Protests in China, an unusual phenomenon
Such demands are uncommon in China, where criticizing the president or the administration directly can result in severe repercussions. Analysts, however, claim that the government appears to have badly miscalculated the mounting opposition to the zero-Covid strategy, a strategy that is intrinsically linked to Xi Jinping, who recently vowed there would be no veering from it. One demonstrator in Shanghai told the BBC that seeing people on the streets left him feeling “shocked and a bit delighted,” adding that it was the first time he had ever witnessed such widespread opposition in China.
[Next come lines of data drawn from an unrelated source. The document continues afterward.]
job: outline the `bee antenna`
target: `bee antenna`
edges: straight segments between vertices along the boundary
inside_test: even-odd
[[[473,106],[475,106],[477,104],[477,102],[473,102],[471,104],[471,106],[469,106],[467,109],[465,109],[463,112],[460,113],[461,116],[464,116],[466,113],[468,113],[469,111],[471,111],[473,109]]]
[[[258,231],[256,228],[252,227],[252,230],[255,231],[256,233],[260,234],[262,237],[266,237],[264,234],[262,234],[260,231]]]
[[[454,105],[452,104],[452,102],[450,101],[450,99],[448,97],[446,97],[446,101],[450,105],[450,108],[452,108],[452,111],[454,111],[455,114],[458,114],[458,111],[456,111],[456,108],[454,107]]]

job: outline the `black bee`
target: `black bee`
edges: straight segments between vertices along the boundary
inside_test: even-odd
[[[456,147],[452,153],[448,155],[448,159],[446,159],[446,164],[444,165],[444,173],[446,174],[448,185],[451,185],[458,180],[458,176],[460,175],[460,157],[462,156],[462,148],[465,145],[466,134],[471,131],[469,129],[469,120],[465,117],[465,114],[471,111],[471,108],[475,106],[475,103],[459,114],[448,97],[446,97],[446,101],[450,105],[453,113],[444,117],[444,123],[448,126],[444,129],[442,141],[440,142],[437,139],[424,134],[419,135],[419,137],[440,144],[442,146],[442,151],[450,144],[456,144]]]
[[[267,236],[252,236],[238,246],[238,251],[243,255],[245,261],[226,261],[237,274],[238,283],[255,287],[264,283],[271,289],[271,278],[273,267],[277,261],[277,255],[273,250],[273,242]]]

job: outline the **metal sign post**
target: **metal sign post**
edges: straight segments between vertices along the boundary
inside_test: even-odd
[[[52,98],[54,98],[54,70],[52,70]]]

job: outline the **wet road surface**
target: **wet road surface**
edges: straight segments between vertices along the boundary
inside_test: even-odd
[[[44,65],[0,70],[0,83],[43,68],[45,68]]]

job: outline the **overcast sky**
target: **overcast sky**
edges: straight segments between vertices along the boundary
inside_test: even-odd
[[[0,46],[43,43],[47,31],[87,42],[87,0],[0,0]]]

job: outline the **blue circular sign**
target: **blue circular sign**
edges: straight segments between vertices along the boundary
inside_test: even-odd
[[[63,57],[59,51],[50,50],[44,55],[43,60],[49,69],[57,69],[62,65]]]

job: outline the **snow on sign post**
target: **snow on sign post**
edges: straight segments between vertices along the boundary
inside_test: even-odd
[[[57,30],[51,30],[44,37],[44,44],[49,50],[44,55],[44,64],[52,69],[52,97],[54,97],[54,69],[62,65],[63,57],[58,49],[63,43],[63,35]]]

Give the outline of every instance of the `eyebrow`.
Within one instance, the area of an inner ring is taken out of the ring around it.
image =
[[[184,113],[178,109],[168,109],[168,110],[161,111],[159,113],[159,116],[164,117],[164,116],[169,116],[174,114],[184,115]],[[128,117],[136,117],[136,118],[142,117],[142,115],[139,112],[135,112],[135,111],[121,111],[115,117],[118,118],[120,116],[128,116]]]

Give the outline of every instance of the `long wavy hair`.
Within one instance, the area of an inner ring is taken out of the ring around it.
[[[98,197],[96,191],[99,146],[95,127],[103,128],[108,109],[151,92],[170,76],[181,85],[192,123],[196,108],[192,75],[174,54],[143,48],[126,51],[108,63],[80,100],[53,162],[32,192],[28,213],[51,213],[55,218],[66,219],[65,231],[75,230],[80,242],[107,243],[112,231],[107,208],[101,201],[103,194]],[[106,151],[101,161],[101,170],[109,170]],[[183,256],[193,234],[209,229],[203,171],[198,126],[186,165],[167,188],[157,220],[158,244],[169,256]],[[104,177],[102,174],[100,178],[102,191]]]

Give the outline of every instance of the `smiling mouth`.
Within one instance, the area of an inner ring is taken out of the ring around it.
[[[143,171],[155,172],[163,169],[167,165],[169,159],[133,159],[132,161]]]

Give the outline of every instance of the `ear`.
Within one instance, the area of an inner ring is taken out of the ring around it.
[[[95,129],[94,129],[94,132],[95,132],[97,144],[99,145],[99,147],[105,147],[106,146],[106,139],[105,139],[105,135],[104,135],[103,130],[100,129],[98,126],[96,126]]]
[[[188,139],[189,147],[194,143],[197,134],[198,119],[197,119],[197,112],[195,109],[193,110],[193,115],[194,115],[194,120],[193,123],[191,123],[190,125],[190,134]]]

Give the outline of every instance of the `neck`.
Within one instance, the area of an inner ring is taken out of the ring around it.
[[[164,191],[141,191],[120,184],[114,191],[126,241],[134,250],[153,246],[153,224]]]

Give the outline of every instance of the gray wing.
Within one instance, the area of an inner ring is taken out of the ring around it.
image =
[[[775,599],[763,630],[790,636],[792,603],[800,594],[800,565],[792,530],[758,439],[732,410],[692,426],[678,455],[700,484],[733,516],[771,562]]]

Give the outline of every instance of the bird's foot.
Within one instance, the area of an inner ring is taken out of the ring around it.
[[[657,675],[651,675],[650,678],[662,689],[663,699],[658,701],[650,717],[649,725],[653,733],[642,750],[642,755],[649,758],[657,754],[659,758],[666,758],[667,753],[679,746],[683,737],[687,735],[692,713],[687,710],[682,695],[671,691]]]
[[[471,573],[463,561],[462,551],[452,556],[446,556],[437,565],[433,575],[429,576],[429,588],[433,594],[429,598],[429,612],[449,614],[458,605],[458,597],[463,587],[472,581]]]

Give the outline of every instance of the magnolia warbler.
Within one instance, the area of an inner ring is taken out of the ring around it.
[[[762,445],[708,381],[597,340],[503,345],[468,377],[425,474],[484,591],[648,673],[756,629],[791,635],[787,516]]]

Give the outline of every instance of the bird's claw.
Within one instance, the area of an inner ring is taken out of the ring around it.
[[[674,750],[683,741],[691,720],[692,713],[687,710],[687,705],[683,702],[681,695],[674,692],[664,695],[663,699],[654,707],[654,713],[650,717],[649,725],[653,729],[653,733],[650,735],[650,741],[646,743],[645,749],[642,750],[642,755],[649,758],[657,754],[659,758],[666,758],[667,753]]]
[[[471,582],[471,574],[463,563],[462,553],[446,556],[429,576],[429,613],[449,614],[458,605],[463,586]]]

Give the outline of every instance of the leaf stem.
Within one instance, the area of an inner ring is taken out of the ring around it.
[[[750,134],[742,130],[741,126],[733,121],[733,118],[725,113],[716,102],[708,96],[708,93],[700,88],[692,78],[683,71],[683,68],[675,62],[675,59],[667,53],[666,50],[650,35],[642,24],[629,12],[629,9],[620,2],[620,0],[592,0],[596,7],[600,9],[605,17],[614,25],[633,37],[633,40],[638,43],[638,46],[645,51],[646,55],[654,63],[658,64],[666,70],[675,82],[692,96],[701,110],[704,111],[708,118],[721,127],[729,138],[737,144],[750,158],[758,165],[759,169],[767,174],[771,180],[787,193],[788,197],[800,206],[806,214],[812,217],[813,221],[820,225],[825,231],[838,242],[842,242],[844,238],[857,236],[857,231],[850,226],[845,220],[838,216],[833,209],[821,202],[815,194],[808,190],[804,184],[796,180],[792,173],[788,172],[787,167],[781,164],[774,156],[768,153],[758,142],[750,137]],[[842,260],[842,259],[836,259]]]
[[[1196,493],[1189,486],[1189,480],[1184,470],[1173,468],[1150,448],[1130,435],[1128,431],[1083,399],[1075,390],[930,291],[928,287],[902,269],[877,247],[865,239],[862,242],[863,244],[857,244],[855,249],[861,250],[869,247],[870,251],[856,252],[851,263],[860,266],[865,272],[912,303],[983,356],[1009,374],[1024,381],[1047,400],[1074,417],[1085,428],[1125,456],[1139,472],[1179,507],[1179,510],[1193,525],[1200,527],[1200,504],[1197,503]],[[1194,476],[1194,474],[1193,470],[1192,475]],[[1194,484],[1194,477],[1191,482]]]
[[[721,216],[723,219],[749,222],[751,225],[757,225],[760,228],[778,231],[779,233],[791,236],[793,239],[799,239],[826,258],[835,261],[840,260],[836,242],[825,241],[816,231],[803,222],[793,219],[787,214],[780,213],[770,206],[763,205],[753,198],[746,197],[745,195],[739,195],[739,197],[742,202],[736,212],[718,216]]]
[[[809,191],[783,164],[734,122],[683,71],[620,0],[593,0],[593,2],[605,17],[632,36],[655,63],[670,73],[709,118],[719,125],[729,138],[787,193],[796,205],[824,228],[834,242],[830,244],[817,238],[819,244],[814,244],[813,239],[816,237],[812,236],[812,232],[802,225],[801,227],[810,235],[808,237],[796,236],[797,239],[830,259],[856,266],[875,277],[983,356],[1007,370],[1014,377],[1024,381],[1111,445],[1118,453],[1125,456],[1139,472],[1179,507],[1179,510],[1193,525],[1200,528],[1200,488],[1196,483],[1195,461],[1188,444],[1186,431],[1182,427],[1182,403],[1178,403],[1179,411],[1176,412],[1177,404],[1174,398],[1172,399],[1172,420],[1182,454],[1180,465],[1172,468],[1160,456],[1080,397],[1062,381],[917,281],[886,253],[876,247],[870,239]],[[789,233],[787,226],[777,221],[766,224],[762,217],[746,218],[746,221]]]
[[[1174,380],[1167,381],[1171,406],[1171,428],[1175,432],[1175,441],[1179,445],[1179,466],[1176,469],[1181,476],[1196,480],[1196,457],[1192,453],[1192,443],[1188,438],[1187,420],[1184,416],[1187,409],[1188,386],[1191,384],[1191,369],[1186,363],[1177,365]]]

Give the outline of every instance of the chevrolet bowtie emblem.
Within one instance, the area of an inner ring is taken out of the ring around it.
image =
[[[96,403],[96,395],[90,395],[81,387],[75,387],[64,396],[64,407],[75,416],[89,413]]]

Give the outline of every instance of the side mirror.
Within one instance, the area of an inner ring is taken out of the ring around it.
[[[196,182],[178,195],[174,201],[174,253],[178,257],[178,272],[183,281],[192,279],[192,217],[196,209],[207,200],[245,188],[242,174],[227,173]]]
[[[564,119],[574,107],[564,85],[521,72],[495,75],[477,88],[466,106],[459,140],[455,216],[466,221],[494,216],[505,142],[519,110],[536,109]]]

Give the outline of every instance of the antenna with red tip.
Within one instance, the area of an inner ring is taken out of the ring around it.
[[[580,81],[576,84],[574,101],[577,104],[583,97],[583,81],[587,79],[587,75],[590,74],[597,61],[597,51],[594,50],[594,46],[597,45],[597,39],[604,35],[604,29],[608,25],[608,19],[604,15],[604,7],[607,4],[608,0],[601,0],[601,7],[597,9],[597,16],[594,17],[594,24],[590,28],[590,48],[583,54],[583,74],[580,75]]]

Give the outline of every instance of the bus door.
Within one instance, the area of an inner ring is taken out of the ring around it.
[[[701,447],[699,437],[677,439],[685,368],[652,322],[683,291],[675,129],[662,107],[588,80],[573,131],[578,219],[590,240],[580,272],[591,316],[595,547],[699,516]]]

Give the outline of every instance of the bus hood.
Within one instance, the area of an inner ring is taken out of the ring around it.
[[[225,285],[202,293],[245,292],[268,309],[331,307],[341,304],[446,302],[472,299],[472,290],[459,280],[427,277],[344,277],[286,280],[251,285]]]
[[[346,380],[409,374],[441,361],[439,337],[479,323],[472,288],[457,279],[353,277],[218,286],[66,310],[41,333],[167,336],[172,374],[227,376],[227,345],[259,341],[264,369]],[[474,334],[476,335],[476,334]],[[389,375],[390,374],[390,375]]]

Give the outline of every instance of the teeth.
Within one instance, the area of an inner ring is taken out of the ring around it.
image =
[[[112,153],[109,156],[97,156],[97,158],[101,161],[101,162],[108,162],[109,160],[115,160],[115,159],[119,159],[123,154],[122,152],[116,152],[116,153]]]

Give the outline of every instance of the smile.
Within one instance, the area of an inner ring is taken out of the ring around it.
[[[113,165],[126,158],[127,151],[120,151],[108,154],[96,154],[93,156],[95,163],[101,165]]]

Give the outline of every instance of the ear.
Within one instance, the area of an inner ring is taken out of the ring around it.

He claimed that lockdowns had prevented him from visiting his ill mother, who was receiving cancer treatment, and had left him feeling “sad, furious, and helpless.” When police officers probed what their reactions were to the demonstrations, the response was “the same as you,” a female protester told the BBC. But they “wear their uniforms so they’re doing their job,” she added.
On Sunday, a similar crowd came to lay flowers for the Urumqi fire victims near Shanghai’s Urumqi Road. Police, who also flocked in large numbers to the protest location, however, picked these tributes up. As demonstrators gathered for a second day, the BBC observed police officers, private security guards, and plain-clothes police officers confronting them in the streets. Protesters that spearheaded anti-government slogans were removed, and in some cases, they were beaten or shoved up against a police cruiser.
Additional testimonies and evidence regarding the protest
Additionally, images and videos from Saturday’s student protests in Beijing and Nanjing universities have surfaced online. One student told the AFP news agency that hundreds of individuals participated in one such protest at Tsinghua University in the nation’s capital. The group was captured on camera screaming songs in favor of freedom and democracy while holding aloft blank sheets of paper, an act that has come to represent defiance against Chinese censorship.
Another protester told the Associated Press news agency that two people had been assaulted by police at the scene, and one of his friends had been attacked by police there, among other claims of violence. Although it is challenging to independently verify demonstration videos, several of them exhibit extremely frank and direct criticism of the government and its leader.
Recent progressions in the protest
According to several sources, the Urumqi fire represented a worst-case scenario for many Chinese people who have recently been subject to numerous restrictions: being confined to one’s flat with no means of escape. Authorities have denied this, but that hasn’t stopped the people from becoming outraged and alarmed.
It has now reached the most recent breaking point in the rising frustration. Millions have grown weary of regular Covid testing and movement limitations over the past three years. Every aspect of society, especially young university students, has been sparked by the fury as it has expanded to every corner of China, including remote areas like Xinjiang and Tibet.
Protests against Covid policies have increased in frequency as this rage rises. But even this weekend’s protests are out of the ordinary in this new status quo, both in terms of their size and the candor with which they criticized the leadership and President Xi Jinping. Others have opted to wave the Chinese flag and sing the national anthem, whose lyrics encourage the populace to “stand up, rise up” and espouse revolutionary ideas. It’s a display of patriotism that might potentially be interpreted as a strong statement of support for fellow Chinese who are suffering as a result of Mr. Xi’s zero-Covid policy as well as a demand for action.